First, receptor proteins (such as NLRs and ALRs) are activated by their putative DAMP or PAMP ligand. These receptors undergo a conformational change exposing their PYD domain. Generally, an adaptor protein (ASC) containing both a PYD and a caspase recruitment domain (CARD) is recruited forming a PYD-PYD electrostatic interaction with the receptor's domain. More ASC-PYDs spontaneously self-oligomerize and forming a multi-protein complex called an inflammasome. Pro-caspase-1 and caspase-8 are activated through an induced proximity mechanism.
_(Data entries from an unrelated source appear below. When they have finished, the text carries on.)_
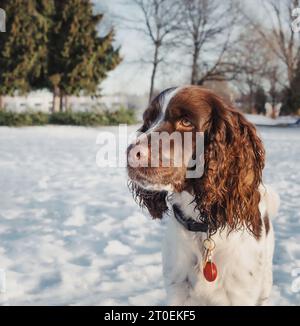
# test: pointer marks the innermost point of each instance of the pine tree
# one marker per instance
(78, 58)
(21, 46)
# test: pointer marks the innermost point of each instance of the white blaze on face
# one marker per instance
(164, 101)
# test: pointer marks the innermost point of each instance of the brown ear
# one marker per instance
(228, 192)
(154, 201)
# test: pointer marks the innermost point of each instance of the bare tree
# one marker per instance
(160, 20)
(254, 63)
(277, 33)
(206, 31)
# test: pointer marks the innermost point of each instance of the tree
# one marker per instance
(21, 46)
(206, 27)
(160, 20)
(277, 33)
(79, 59)
(292, 94)
(260, 100)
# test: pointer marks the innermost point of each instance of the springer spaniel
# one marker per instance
(219, 241)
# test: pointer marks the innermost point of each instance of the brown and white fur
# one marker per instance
(230, 194)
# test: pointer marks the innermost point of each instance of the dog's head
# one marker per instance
(227, 192)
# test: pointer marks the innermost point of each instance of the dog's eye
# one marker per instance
(186, 123)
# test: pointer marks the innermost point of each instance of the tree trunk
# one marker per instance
(194, 77)
(56, 96)
(66, 103)
(154, 69)
(61, 102)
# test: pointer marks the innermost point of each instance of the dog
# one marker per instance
(219, 241)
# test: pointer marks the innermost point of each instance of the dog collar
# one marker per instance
(188, 223)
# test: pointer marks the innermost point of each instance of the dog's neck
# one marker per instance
(185, 201)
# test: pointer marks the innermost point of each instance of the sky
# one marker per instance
(132, 76)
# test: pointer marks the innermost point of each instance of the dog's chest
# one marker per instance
(239, 260)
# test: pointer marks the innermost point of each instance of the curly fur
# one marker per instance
(228, 194)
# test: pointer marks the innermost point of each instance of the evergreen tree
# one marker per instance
(21, 46)
(78, 58)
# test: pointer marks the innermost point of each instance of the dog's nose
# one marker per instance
(137, 156)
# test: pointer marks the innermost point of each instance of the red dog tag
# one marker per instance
(210, 271)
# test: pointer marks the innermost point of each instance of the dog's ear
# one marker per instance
(228, 192)
(154, 201)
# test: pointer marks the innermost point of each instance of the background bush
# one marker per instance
(93, 119)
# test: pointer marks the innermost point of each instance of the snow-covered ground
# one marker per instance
(266, 121)
(71, 234)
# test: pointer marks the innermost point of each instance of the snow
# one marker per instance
(266, 121)
(71, 234)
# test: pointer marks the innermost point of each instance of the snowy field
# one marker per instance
(70, 233)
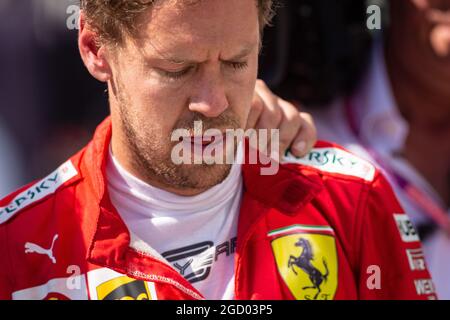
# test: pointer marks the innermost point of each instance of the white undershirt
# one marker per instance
(197, 235)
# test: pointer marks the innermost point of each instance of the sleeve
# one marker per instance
(391, 260)
(5, 275)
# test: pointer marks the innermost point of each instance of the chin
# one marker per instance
(203, 177)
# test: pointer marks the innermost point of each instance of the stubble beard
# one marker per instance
(153, 160)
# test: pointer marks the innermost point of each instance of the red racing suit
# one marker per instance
(326, 226)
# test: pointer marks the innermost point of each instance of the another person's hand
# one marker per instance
(297, 130)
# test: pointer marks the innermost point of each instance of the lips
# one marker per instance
(206, 140)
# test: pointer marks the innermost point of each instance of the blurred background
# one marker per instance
(392, 81)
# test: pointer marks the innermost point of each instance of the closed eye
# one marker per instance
(237, 65)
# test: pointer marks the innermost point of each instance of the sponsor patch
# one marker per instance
(306, 259)
(38, 191)
(56, 289)
(335, 160)
(416, 259)
(424, 287)
(106, 284)
(406, 228)
(194, 262)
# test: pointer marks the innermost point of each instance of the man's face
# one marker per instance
(192, 60)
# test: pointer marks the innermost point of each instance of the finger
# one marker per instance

Caspases can then cascade to multiple downstream pathways to trigger pyroptosis and secretion of pro-inflammatory cytokines.

Types 
Types of proteins containing a PYD domain include an adaptor, apoptosis-associated speck-like protein containing a CARD (ASC), regulatory proteins like pyrin or pyrin-only proteins (POPs), receptors such as NOD-like receptors containing a pyrin domain (NRLPs) and AIM2-like receptors (ALRs).

ASC 
ASC is an adaptor protein and is part of apoptosis, pro-caspase 1 recruitment and activation, as well as NF-κB transcription factor activation. ASC contains only two domains: the PYD domain at the N-terminus and a CARD (caspase recruitment domain) at the C-terminus. Pyrin domain interactions between ASC leads to oligomerization forming puncta or "specks" that become visible microscopically. The CARD domain recruits pro-caspase-1 which undergoes proximity induced autocleavage to form the active caspase-1 which in turn triggers maturation of IL-1β and IL-18.

NLRPs 
NOD-like receptors exist in an inactive form until a conformational change is induced by their ligand. Some NLRs such as NLRP1 and NLRP2 have a straightforward mechanism by which the receptor binds to a PAMP triggering its activation, oligomerization and PYD-PYD ASC recruitment. In contrast, NLRP3 (also known as cryopyrin) is the most well-studied NLR with a pyrin domain and has several diverse agonists. Proposed methods of its activation are more nuanced with intermediate effectors instead of a direct ligand-receptor interaction. An efflux of ATP due to tissue damage leading to an increase in Ca2+, mitochondrial reactive oxygen species production due to cellular stress and lysosomal rupture releasing excess H+ have all been proposed to inhibit different cofactors that normally inactivate NLRP3.

ALRs 
Absent in melanoma 2-like receptors function as recognition of foreign double stranded DNA. Two ALRs with pyrin domains, AIM2 and IFI16, assemble inflammasomes; AIM2 in the cytosol and IFI16 moves between the nucleus and cytosol functioning as a nuclear pathogen sensor. Unlike NLRPs which function in cytosolic PAMP and DAMP recognition, ALRs mainly act within the nucleus oligomerizing along the DNA staircase.

POPs 
Pyrin-only proteins are unlike other PYD-containing proteins which contain a pyrin domain with one or more other domains. Different POPs have electrostatic and structural similarities to the specific pyrin domains they regulate. Most are encoded near the same genes as the pyrin-containing proteins they inhibit; POP1 and POP2 are postulated to have arisen by exon duplication. Since most inflammasomes are formed by aggregation due to PYD-PYD interactions, POPs instead bind to PYD domains preventing polymerization and therefore regulating and/or resolving inflammation response.